President Obama’s fate in November rests largely on the question of whether the country believes he has improved the economy. That’s why Democrats and Republicans have been wrangling over the “are you better off” question so often in recent weeks.
A new chart from the Pew Research Center illustrates one factor that could make it more difficult to the president and his allies to to make the case that things are better: The recovery, at least in one respect, doesn’t look all that different from the recession.
The chart shows that median household income in the two years after the most recent recession fell at a rate that nearly equaled its drop during the recession itself (the National Bureau of Economic Research judged that the most recent recession ended in June of 2009).
Much of the economic debate in the presidential race revolves around jobs, with Republicans pointing to disappointing monthly jobs reports and the nation’s unemployment rate, and Democrats noting the private sector job gains that have taken place under Obama’s watch.
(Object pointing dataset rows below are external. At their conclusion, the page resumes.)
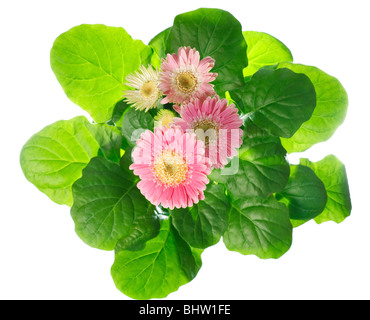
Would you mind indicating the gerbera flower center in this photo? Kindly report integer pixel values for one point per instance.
(170, 168)
(186, 82)
(149, 89)
(206, 130)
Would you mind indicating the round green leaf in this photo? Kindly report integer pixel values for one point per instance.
(108, 205)
(53, 159)
(91, 63)
(333, 174)
(329, 114)
(259, 226)
(203, 224)
(159, 44)
(278, 101)
(261, 168)
(264, 50)
(166, 263)
(304, 194)
(215, 33)
(135, 123)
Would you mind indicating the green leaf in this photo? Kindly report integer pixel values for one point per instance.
(215, 33)
(262, 168)
(53, 159)
(304, 194)
(264, 50)
(144, 228)
(333, 174)
(135, 123)
(203, 224)
(119, 111)
(159, 44)
(91, 63)
(108, 206)
(259, 226)
(278, 101)
(166, 263)
(329, 114)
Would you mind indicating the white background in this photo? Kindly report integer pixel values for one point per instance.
(41, 257)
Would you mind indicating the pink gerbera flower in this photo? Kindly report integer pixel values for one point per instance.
(172, 167)
(216, 124)
(185, 77)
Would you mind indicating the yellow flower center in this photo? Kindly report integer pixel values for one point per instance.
(163, 118)
(149, 89)
(186, 82)
(170, 168)
(206, 130)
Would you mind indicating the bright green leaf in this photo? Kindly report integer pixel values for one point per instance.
(259, 226)
(135, 123)
(91, 63)
(108, 205)
(278, 101)
(329, 114)
(159, 44)
(304, 194)
(333, 174)
(262, 168)
(263, 50)
(215, 33)
(166, 263)
(203, 224)
(53, 159)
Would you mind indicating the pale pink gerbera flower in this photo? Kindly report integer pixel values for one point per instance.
(185, 77)
(216, 124)
(172, 167)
But income is also a tangible metric for a lot of voters, and the static nature of the numbers is not encouraging for the president’s case on the “are you better off” question.
This isn’t the first time in history that median household income has continued to drop in the years following a recession. It happened after the recession at the beginning of the last two decades, as a second Pew chart shows:
But in both of those cases, the decline slowed from its rate during the recession. In the case of the most recent recession, it remained about the same in the aftermath.
All of this does not mean that it is impossible for Obama to make an overall case that the the country is better off financially than it was four years ago — it just makes it harder. And he’s already facing an uphill climb: the latest CNN/ORC International poll showed that a plurality of likely voters said they were worse off financially than they were four years ago.